A spokesman for John D. “Jay” Rockefeller IV ’61 said he did not know whether the West Virginia Democrat ever belonged to one of the secretive social groups. A spokesman for Senator David Vitter ’82 did not return a phone message inquiring whether the Louisiana Republican ever had final club ties.

According to a 2001 article from the Harvard Independent weekly newspaper, “George Washington and John Adams founded the Owl Club in 1745.” However, that seems highly unlikely, as Washington would have been 12 at the time and Adams would have been 10.

The first recorded mention of the Owl Club in The Crimson’s archives is from 1913.

Owl Club President Nick Cetrulo ’06 declined to comment on Kennedy’s ties to the organization yesterday.

“As a rule we do not report on people’s current membership status and payment status,” Cetrulo wrote in an e-mail.

The graduate board president of the Owl, Shawn Hayden, a physician, did not return two phone messages left at his Plano, Texas, home.

The Owl Club is located on 30 Holyoke St. According to the Harvard University Police Department’s online log, officers were dispatched to 30 Holyoke St. around noon on December 2 “to assist the Cambridge Fire Department in closing down the building.”

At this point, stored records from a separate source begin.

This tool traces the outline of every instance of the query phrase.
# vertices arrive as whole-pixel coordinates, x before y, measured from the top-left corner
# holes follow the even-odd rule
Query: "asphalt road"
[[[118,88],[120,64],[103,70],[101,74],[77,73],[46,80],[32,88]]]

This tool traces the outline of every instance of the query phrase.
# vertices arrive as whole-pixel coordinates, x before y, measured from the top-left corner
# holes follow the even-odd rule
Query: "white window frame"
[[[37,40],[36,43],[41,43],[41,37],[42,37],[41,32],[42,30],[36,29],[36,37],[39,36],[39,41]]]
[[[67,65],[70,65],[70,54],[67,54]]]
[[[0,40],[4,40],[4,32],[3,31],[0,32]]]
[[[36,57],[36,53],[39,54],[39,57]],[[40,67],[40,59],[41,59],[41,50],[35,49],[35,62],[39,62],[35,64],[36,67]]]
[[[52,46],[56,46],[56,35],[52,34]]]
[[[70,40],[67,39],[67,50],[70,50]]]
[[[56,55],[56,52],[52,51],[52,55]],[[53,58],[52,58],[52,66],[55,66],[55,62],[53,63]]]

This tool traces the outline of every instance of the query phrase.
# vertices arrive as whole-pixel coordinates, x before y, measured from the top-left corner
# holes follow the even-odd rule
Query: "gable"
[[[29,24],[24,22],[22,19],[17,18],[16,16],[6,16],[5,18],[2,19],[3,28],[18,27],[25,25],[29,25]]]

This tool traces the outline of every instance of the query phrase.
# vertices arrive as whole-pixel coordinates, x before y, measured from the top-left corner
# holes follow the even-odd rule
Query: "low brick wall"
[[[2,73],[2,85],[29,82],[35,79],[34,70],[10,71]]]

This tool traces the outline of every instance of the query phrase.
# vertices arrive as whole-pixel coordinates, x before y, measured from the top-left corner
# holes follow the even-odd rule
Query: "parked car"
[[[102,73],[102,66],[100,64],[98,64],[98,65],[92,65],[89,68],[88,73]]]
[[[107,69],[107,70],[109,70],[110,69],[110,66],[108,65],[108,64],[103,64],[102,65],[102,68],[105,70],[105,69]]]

A sign posted on the clubhouse door on Dec. 9 said that Owl had been closed down “due to Fire safety problems” but would be reopened by the middle of that month.

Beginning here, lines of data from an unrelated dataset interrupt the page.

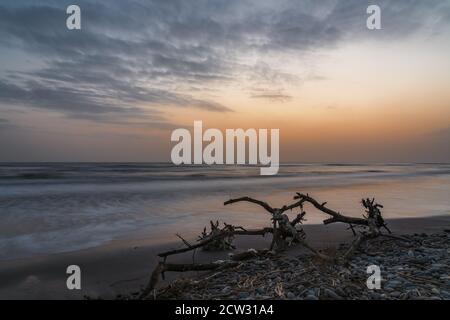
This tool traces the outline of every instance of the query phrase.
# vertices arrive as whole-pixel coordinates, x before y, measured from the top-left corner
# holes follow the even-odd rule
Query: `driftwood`
[[[152,293],[159,282],[159,277],[164,278],[164,272],[175,271],[175,272],[187,272],[187,271],[212,271],[212,270],[223,270],[233,267],[238,267],[240,261],[256,258],[258,256],[270,256],[272,252],[270,250],[255,250],[249,249],[238,254],[230,254],[229,260],[218,260],[212,263],[166,263],[161,261],[158,263],[156,268],[153,270],[145,289],[140,295],[140,299],[144,299]]]
[[[211,224],[213,224],[213,222],[211,222]],[[174,254],[180,254],[180,253],[184,253],[184,252],[189,252],[189,251],[196,250],[196,249],[203,248],[203,247],[207,247],[208,245],[210,245],[214,242],[220,241],[222,239],[230,239],[231,237],[233,237],[235,235],[249,235],[249,236],[261,235],[261,236],[264,236],[267,233],[272,233],[272,232],[273,232],[273,228],[246,230],[242,227],[235,227],[235,226],[232,226],[229,224],[225,224],[225,227],[223,229],[217,228],[216,231],[212,234],[208,234],[206,236],[200,236],[200,239],[196,244],[189,244],[185,248],[161,252],[158,254],[158,256],[166,259],[168,256],[171,256]],[[186,244],[185,240],[183,241],[183,243]],[[234,246],[231,245],[230,248],[234,248]]]
[[[216,250],[236,249],[233,246],[234,230],[240,227],[234,227],[226,223],[224,224],[225,226],[223,227],[223,229],[221,229],[219,226],[219,221],[216,221],[215,223],[210,221],[211,231],[206,232],[206,227],[203,229],[202,234],[198,237],[199,241],[214,238],[214,236],[219,235],[222,232],[226,232],[228,234],[225,237],[217,237],[213,241],[208,242],[206,245],[202,247],[203,250],[216,251]]]
[[[192,264],[174,264],[174,263],[165,263],[160,262],[153,270],[152,275],[150,277],[150,281],[142,291],[140,295],[140,299],[145,299],[148,297],[156,285],[158,284],[158,280],[160,275],[164,277],[164,272],[166,271],[176,271],[176,272],[187,272],[187,271],[210,271],[210,270],[220,270],[226,268],[232,268],[239,265],[239,262],[236,261],[219,261],[213,263],[192,263]]]
[[[210,231],[207,232],[206,227],[203,229],[202,234],[197,239],[197,243],[192,244],[185,240],[183,237],[177,234],[177,237],[181,239],[184,248],[174,249],[166,252],[159,253],[158,256],[163,258],[163,261],[160,262],[154,271],[152,272],[152,276],[150,278],[149,283],[144,289],[141,298],[147,297],[150,292],[154,290],[158,283],[159,276],[164,276],[164,272],[166,271],[205,271],[205,270],[215,270],[219,267],[218,264],[168,264],[166,263],[166,259],[168,256],[181,254],[189,251],[194,251],[196,249],[202,248],[204,250],[228,250],[235,249],[232,241],[235,236],[242,235],[261,235],[265,236],[270,233],[273,236],[273,240],[269,250],[266,251],[256,251],[249,250],[244,253],[240,253],[237,255],[232,255],[230,260],[226,262],[223,266],[233,266],[235,261],[240,261],[244,259],[254,258],[258,255],[267,254],[272,250],[281,251],[286,247],[290,246],[292,243],[301,243],[303,246],[311,250],[315,255],[319,256],[322,259],[329,259],[327,256],[323,255],[316,249],[309,246],[304,238],[305,233],[303,229],[297,228],[298,224],[301,224],[304,220],[305,212],[303,211],[302,204],[300,202],[294,203],[289,206],[283,206],[282,208],[272,208],[267,203],[256,200],[249,197],[243,197],[238,199],[230,199],[224,203],[224,205],[228,205],[235,202],[240,201],[248,201],[252,203],[256,203],[261,205],[264,209],[266,209],[272,216],[272,227],[266,227],[262,229],[253,229],[247,230],[241,226],[233,226],[230,224],[224,223],[224,226],[221,228],[219,222],[210,221]],[[289,217],[284,214],[287,210],[292,210],[294,208],[300,207],[301,212],[292,220],[289,220]],[[194,251],[195,252],[195,251]],[[231,263],[233,262],[233,263]],[[222,266],[221,266],[222,267]]]
[[[236,202],[251,202],[260,205],[267,212],[272,215],[272,243],[270,245],[270,250],[282,251],[286,247],[290,246],[292,242],[297,242],[303,244],[305,247],[313,251],[315,254],[322,256],[316,250],[311,248],[305,242],[305,233],[303,229],[297,229],[297,224],[300,224],[304,220],[305,212],[303,211],[302,202],[298,201],[289,206],[283,206],[281,208],[273,208],[268,203],[256,200],[250,197],[242,197],[237,199],[230,199],[224,202],[224,205],[229,205]],[[297,215],[297,217],[290,221],[289,217],[284,213],[288,210],[292,210],[294,208],[299,207],[301,212]]]
[[[365,208],[366,215],[363,215],[363,218],[355,218],[344,216],[339,212],[336,212],[328,207],[326,207],[326,202],[319,203],[314,198],[310,197],[308,194],[297,193],[294,197],[294,200],[298,200],[302,203],[310,203],[316,209],[328,214],[331,218],[328,218],[323,221],[323,223],[330,224],[335,222],[342,222],[349,224],[350,229],[353,234],[356,236],[355,240],[352,242],[350,248],[344,253],[342,257],[338,257],[337,260],[340,262],[347,262],[353,254],[357,251],[357,249],[367,240],[371,238],[376,238],[378,236],[383,235],[381,233],[381,228],[386,229],[389,234],[391,230],[386,225],[386,222],[381,215],[380,208],[383,208],[381,204],[375,202],[375,198],[372,199],[362,199],[361,204]],[[363,230],[358,234],[355,231],[355,226],[362,227]]]
[[[153,270],[152,275],[150,277],[150,281],[147,284],[146,288],[142,291],[140,298],[146,298],[150,295],[151,292],[154,292],[154,289],[158,283],[159,277],[162,276],[164,278],[164,272],[166,271],[175,271],[175,272],[186,272],[186,271],[207,271],[207,270],[218,270],[236,267],[239,265],[239,261],[252,259],[258,256],[267,256],[269,254],[273,255],[276,252],[285,250],[288,246],[293,243],[299,243],[305,248],[309,249],[315,256],[327,260],[327,261],[335,261],[338,263],[346,263],[354,253],[360,248],[360,246],[367,240],[371,238],[375,238],[378,236],[389,236],[392,238],[399,238],[393,235],[390,235],[391,231],[386,225],[382,215],[381,208],[382,205],[375,202],[375,199],[362,199],[361,203],[365,209],[365,214],[361,218],[357,217],[349,217],[337,212],[333,209],[330,209],[326,206],[326,202],[320,203],[314,198],[310,197],[308,194],[297,193],[294,197],[294,200],[297,200],[291,205],[284,205],[281,208],[274,208],[270,206],[268,203],[257,200],[250,197],[241,197],[237,199],[230,199],[224,202],[224,205],[229,205],[237,202],[250,202],[257,204],[263,207],[268,213],[271,215],[272,226],[266,227],[262,229],[250,229],[247,230],[241,226],[233,226],[224,223],[223,227],[220,227],[219,222],[210,222],[210,231],[207,232],[206,227],[203,229],[202,234],[198,237],[197,242],[195,244],[188,242],[183,237],[177,234],[177,237],[181,239],[184,248],[174,249],[166,252],[159,253],[158,256],[163,258],[156,268]],[[309,203],[319,211],[329,215],[330,217],[325,219],[323,223],[325,225],[341,222],[349,225],[349,228],[355,235],[355,240],[352,242],[348,250],[341,256],[332,259],[315,248],[308,245],[305,238],[305,232],[303,228],[299,225],[303,222],[306,212],[304,211],[304,204]],[[289,220],[287,211],[291,211],[295,208],[299,208],[300,212],[297,216]],[[355,228],[360,228],[358,232]],[[385,229],[388,231],[389,235],[384,235],[381,233],[381,229]],[[166,263],[166,259],[168,256],[174,254],[185,253],[189,251],[194,251],[196,249],[202,248],[204,250],[230,250],[235,249],[233,245],[233,239],[238,235],[261,235],[265,236],[266,234],[272,234],[272,242],[269,249],[266,250],[254,250],[249,249],[246,252],[238,253],[238,254],[230,254],[229,260],[218,261],[213,263],[206,264],[173,264]],[[403,238],[399,238],[401,240],[407,240]]]
[[[383,208],[383,206],[376,203],[375,198],[372,198],[372,200],[362,199],[361,203],[366,209],[367,215],[364,216],[364,220],[367,221],[368,230],[362,231],[356,237],[355,241],[353,241],[352,245],[341,259],[341,261],[344,263],[346,263],[352,257],[352,255],[361,246],[362,243],[371,238],[376,238],[382,235],[381,228],[385,228],[389,233],[391,233],[391,230],[389,230],[386,222],[383,219],[383,216],[381,215],[380,208]]]
[[[362,199],[361,203],[366,209],[367,216],[364,216],[363,218],[354,218],[354,217],[347,217],[342,215],[339,212],[336,212],[330,208],[327,208],[325,205],[326,202],[319,203],[314,198],[310,197],[308,194],[302,194],[298,193],[294,197],[294,199],[298,199],[298,202],[301,202],[302,204],[305,202],[308,202],[312,204],[316,209],[328,214],[331,216],[331,218],[326,219],[323,221],[324,224],[330,224],[334,222],[343,222],[348,223],[350,225],[350,228],[352,229],[353,233],[355,234],[355,230],[353,226],[363,226],[363,227],[370,227],[375,229],[385,228],[389,233],[391,231],[388,229],[386,222],[384,221],[380,208],[383,208],[381,204],[375,203],[375,199]],[[297,202],[297,203],[298,203]]]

Kennedy’s exit from the Owl raises the question of whether current Harvard undergrads with aspirations for higher office will steer clear of final clubs to prevent any damage to their planned political careers.

Joshua P. Downer ’09, who is the Harvard Republican Club’s freshman member-at-large, said: “Generally speaking, I don’t take my cues from Ted Kennedy.”

Thomas R. Benson ’09, who said he is considering a professional career in politics, wrote in an e-mail that the uproar over Kennedy’s Owl ties would not discourage him from joining a final club. “The attack on Kennedy was unmerited,” Benson wrote.

—Javier C Hernandez, Zachary M. Seward, and Natalie I. Sherman contributed to the reporting of this story.